Weekly treatment with bortezomib for patients with recurrent or refractory multiple myeloma: a phase 2 trial of the Minnie Pearl Cancer Research Network.

BACKGROUND

The purpose of the current study was to evaluate the efficacy and toxicity of weekly bortezomib in the treatment of patients with recurrent/refractory multiple myeloma.

METHODS

A total of 40 patients with multiple myeloma who had received either 1 or 2 previous treatment regimens were treated with bortezomib at a dose of 1.6 mg/m(2) intravenously for 4 consecutive weeks, followed by 1 week without treatment. Responses were measured using International Myeloma Working Group criteria.

RESULTS

Twenty-two patients (55%; 95% confidence interval, 40%-70%) achieved objective responses to treatment, with a median response duration of 16 months. The median progression-free survival for all patients was 9.6 months, with a 1-year progression-free survival rate of 39%. The 1-year and 2-year overall survival rates were 75% and 51%, respectively.
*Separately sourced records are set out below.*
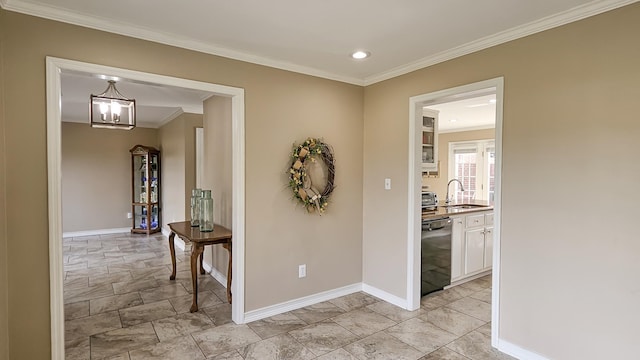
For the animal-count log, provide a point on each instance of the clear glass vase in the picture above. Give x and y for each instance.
(206, 211)
(196, 194)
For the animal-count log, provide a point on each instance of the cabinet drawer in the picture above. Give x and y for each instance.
(475, 220)
(488, 219)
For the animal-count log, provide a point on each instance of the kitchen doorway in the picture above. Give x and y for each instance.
(416, 105)
(54, 68)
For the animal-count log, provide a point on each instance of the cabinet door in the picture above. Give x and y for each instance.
(474, 250)
(429, 141)
(475, 220)
(488, 247)
(457, 249)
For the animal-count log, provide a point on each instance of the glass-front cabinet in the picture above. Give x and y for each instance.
(145, 189)
(429, 140)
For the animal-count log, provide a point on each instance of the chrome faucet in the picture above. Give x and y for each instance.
(447, 199)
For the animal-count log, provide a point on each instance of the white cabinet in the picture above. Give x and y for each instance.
(474, 250)
(471, 244)
(457, 248)
(429, 140)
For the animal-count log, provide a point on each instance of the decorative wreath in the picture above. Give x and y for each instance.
(303, 190)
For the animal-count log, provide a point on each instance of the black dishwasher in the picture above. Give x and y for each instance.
(436, 255)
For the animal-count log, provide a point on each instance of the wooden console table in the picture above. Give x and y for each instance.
(219, 235)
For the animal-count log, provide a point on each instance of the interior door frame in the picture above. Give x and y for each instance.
(415, 184)
(54, 68)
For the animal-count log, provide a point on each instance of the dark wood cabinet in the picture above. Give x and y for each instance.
(145, 189)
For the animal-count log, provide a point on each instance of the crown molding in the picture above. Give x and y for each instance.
(577, 13)
(113, 26)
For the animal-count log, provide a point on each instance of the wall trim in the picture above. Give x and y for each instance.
(415, 183)
(381, 294)
(518, 352)
(54, 67)
(577, 13)
(294, 304)
(568, 16)
(126, 230)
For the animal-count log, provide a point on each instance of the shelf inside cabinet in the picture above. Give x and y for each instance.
(145, 185)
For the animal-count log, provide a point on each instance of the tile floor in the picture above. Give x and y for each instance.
(120, 304)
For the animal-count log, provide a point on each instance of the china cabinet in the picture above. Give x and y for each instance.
(145, 189)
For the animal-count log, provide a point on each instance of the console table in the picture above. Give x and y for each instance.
(219, 235)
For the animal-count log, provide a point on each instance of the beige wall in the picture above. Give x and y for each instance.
(4, 321)
(96, 175)
(569, 246)
(177, 146)
(281, 108)
(439, 184)
(217, 173)
(171, 138)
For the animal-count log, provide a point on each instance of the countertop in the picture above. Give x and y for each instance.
(451, 210)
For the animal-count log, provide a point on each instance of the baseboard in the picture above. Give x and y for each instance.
(390, 298)
(220, 277)
(272, 310)
(95, 232)
(518, 352)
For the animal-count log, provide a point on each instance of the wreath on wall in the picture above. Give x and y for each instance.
(303, 183)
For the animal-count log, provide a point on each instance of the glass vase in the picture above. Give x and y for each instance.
(196, 194)
(206, 211)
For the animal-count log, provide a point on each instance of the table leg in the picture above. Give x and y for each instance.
(196, 251)
(229, 273)
(172, 250)
(202, 272)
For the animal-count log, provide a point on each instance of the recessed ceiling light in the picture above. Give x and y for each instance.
(360, 54)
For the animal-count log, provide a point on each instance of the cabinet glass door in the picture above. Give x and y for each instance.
(139, 179)
(153, 178)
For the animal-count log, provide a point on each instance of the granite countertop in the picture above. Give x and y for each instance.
(457, 209)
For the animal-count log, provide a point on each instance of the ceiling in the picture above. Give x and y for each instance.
(468, 114)
(317, 37)
(155, 104)
(314, 38)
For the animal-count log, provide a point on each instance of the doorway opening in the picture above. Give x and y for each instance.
(54, 68)
(416, 155)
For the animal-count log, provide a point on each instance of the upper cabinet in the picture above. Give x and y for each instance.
(429, 140)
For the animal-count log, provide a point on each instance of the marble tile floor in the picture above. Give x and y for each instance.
(120, 304)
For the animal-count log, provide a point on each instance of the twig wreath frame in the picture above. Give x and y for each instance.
(304, 191)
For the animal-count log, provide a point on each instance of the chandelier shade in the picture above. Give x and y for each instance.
(111, 110)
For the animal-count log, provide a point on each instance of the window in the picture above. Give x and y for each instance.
(473, 163)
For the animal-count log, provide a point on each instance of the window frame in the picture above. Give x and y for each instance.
(482, 165)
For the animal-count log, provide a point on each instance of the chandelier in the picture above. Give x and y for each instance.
(111, 110)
Weekly bortezomib was generally well tolerated; grade 3/4 (using the National Cancer Institute Common Toxicity Criteria [version 3.0]) neutropenia (13%), thrombocytopenia (20%), fatigue (15%), diarrhea (13%), and neuropathy (10%) were experienced by a minority of patients.

CONCLUSIONS

In the current study, a schedule of weekly bortezomib was found to be effective and well tolerated in patients with previously treated multiple myeloma. Although the response rate and duration appear comparable to those achieved with twice-weekly bortezomib, the relative efficacy of these 2 schedules cannot be determined definitively on the basis of this phase 2 study. A weekly schedule of bortezomib is a reasonable option for patients who have logistic difficulties receiving a twice-weekly schedule, and is an attractive schedule for incorporation into combination regimens.